Fourth, exercises allow the Guard to deepen ties with a range of stakeholders. U.S. Cyber Command has been instrumental in providing resources and planning for key exercises such as Cyber Guard, a classified drill that began in 2012 with 75 participants and mushroomed to more than 800 in 2017. Defense Department leaders deserve credit for supporting these and other related initiatives. However, several challenges remain, including limited participant access because of a classified exercise environment, limited inclusion of other federal agencies and critical infrastructure owners, and inadequate incorporation of joint physical-cyber scenarios. Moreover, the Defense Department should expand unclassified exercises such as Cyber Shield, which tests the readiness and capabilities of the Guard’s DCOEs. This should be coupled with ensuring that assets in the Guard are available in every state, not only those that are home to major technology firms, such as California, Washington, Maryland and Massachusetts. To that end, exercises that test the EMAC procedures in the context of a cyber incident are essential. 

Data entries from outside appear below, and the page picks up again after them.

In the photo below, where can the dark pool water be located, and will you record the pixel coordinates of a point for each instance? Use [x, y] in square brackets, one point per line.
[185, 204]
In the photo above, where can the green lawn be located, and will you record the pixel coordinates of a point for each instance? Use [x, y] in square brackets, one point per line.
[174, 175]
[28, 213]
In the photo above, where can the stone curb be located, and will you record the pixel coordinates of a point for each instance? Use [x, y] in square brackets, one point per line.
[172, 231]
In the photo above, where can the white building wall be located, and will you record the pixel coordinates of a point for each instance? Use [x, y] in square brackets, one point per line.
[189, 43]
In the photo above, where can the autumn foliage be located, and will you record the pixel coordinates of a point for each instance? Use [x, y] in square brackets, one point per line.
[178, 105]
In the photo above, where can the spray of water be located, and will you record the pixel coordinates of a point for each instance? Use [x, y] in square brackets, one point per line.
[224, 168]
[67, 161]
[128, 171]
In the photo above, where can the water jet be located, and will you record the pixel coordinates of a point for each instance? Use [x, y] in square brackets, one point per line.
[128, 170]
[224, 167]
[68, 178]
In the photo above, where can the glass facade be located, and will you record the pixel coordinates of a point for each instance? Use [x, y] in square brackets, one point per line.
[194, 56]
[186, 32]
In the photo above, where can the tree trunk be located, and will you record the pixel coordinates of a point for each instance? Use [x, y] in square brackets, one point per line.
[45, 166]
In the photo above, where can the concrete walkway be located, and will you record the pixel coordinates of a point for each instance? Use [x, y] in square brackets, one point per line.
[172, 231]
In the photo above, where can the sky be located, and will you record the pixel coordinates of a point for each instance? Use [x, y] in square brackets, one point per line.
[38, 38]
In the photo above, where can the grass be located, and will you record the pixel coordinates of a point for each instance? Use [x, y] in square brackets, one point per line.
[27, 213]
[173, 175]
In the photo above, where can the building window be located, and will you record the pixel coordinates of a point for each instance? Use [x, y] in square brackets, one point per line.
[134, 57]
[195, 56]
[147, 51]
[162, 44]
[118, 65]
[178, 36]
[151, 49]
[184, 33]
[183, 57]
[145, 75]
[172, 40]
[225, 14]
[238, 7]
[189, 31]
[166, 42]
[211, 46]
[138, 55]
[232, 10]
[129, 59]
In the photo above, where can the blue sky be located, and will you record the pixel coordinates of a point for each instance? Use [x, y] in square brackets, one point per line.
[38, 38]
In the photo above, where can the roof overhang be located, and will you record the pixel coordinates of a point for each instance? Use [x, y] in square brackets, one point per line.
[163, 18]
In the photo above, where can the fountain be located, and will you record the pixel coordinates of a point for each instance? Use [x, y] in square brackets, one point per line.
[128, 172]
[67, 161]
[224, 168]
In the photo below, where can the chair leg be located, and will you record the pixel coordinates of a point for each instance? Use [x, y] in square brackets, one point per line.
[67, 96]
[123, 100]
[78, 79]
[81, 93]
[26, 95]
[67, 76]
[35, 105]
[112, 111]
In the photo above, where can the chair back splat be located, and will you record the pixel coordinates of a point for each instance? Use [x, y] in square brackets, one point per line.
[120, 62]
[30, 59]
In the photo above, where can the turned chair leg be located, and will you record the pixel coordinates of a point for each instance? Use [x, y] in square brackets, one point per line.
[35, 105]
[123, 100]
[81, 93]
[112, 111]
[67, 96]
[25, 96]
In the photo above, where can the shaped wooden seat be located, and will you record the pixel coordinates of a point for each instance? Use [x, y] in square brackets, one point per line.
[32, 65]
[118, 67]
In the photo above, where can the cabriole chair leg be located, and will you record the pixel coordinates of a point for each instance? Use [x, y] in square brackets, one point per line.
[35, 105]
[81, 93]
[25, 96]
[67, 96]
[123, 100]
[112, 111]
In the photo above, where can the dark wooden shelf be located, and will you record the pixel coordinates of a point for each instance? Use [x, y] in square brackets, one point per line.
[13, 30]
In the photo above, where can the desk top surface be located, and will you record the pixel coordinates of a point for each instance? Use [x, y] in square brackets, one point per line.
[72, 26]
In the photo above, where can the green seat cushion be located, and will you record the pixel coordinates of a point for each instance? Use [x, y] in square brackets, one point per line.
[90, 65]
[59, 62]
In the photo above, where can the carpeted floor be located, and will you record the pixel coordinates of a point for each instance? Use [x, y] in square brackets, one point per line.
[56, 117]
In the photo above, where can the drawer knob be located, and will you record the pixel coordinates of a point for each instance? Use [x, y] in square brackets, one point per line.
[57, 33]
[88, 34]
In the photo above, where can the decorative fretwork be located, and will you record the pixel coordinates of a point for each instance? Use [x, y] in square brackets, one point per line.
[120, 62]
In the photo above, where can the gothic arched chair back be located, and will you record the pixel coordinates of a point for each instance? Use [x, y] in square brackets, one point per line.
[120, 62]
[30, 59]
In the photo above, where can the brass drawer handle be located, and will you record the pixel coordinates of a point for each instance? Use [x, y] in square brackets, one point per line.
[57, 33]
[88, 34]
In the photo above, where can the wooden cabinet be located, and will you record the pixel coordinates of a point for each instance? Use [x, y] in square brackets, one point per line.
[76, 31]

Finally, Congress has an important role to play. In 2013, a bipartisan group of senators introduced the unsuccessful Cyber Warrior Act, which would have placed a Guard cyber and computer network incident response team in every state. The following year, the 2014 National Defense Authorization Act (NDAA) mandated an assessment of, and strategy for, the role that Guard and reserve components could play in federal cyber missions. The result was the CMF (see above). By 2017, another bipartisan group of senators introduced legislation that amended the 2007 NDAA and required the Defense Department to establish and maintain (within one year) a database of Defense Department emergency response capabilities that included the cyber capabilities of the reserves and the Guard. Other legislation that same year would have established “reserve component cyber civil support teams.”  Known as the Major General Tim Lowenberg National Guard Cyber Defenders Act, this legislation calls for the prompt implementation of these teams, allowing for a five-year deadline that runs no later than September 30, 2022. These bills have not advanced, however.

Conclusion

In an April 2018 hearing, Eric Rosenbach, a former Defense Department official and political appointee with oversight of the Guard, stressed the need for state governments to strengthen the role that the Guard and state-run fusion centers play in election-related threat information sharing. At the time, Rosenbach’s comments were in the context of election security, but the same principle applies to critical infrastructure protection more generally. The Guard is a bottom-up resource with strong lateral reach and a unique ability to transition between state and federal missions. As such, it is a natural fit to help strengthen operational collaboration among federal authorities, state and local government, and private industry when it comes to protecting critical infrastructure.

More recently Rosenbach stressed that “the National Guard’s dual constitutional authorities make it exceptionally suited for cyber defense. Its geographically dispersed forces coupled with existing trust networks give way for hybrid benefits that should be utilized more broadly.” Cybersecurity policymakers in Washington, D.C., and every state should start treating the Guard as an indispensable component of a national cyber strategy. They can start by clarifying its express authority to engage in cyber defense and providing adequate resources to perform this critical mission.